怒りでも悲しみでもない……とても嬉しそうに俺を見つめる。柔らかそうな頬っぺたも、ほんのりと赤く染まってる。
一言で言ったら……まるで恋に落ちた初心な少女と言うべきか。
「……あ、あの……」
「……なんて……素敵な人……」
「え?」
何か言葉を投げかけようとした瞬間、ビアンカから口を開いた。まるで全てを悟ったような、そんな感じの呟きだ。
「……やっと会えた。あなたこそ私が探していた人……」
「え?え?」
急に意味の分からない事を言われて混乱していると……ビアンカが俺の手を握ってきた。
積極的なスキンシップ(?)に戸惑いと嬉しさが混ざりあい複雑な感情を抱く。
……なんだ……なんだこれは?なんなんだ、この展開は?手を握られたのは正直言ってすっごく嬉しいけど……。
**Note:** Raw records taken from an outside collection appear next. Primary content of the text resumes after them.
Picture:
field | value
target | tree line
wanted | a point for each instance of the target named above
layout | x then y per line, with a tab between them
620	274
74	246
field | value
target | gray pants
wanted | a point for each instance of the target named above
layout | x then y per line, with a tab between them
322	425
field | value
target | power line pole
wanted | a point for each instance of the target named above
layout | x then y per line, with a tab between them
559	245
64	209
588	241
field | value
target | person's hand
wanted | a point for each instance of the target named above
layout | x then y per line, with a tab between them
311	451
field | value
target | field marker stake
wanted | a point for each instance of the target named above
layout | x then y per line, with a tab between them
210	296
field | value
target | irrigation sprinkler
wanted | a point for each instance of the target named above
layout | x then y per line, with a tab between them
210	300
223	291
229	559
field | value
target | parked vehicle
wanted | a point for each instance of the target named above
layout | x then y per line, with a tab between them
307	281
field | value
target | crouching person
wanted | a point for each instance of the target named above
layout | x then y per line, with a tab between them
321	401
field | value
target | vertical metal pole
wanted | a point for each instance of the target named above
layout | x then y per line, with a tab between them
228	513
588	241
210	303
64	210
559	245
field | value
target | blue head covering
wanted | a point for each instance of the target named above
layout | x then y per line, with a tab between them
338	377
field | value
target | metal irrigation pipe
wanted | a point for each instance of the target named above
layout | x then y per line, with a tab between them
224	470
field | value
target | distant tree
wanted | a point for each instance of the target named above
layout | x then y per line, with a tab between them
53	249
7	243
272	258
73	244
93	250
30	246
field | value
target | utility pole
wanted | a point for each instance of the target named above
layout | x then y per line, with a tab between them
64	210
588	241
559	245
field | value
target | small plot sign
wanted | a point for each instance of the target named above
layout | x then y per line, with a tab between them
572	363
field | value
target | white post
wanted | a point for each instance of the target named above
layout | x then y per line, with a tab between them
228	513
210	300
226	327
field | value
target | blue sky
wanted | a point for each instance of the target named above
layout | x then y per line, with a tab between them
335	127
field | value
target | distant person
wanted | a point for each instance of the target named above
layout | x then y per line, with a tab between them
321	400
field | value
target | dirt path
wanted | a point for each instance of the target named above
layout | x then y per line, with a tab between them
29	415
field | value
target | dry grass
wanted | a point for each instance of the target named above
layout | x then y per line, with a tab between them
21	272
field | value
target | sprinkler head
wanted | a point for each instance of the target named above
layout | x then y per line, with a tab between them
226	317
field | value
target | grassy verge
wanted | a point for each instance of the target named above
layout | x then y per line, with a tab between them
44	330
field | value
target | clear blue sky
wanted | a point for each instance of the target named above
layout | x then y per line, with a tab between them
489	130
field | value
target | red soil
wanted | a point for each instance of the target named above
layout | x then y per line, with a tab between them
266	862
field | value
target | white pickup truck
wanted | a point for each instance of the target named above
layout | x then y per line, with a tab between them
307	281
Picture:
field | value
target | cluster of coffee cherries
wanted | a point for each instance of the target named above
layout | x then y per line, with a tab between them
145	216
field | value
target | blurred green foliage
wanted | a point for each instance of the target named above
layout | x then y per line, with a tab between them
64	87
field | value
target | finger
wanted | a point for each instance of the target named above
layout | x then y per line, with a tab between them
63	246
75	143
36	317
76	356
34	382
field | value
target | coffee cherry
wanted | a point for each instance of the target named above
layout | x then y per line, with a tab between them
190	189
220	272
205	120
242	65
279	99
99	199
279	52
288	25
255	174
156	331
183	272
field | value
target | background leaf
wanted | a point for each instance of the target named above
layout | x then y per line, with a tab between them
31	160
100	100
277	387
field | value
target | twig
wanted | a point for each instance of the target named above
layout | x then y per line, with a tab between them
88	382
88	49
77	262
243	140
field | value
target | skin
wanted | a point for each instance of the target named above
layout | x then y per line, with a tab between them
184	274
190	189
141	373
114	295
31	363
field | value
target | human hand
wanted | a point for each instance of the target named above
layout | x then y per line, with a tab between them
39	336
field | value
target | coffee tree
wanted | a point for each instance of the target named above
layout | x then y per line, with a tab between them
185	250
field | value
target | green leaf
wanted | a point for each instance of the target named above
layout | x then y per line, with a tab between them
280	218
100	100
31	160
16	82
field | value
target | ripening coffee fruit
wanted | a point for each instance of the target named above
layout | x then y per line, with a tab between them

「……ねぇ、いきなりこんなこと言うのも変かもしれないけど……」
「は、はい?」
未だに落ち着いてられないせいで思わず肩肘張ってしまう。なんとか返答すると、ビアンカは恥ずかしそうに視線を落とした。
……なんだよその表情……可愛すぎる!
って、惚気てる場合でもないか。
「私と……」
最初こそ声は小さかったが、やがて決心したような改まった面持ちを上げて、ビアンカはこう言った……。
「私と……結婚してください!」
「……え!?」
……これは全ての切っ掛け。
突然のプロポーズから始まった、奇跡の物語……。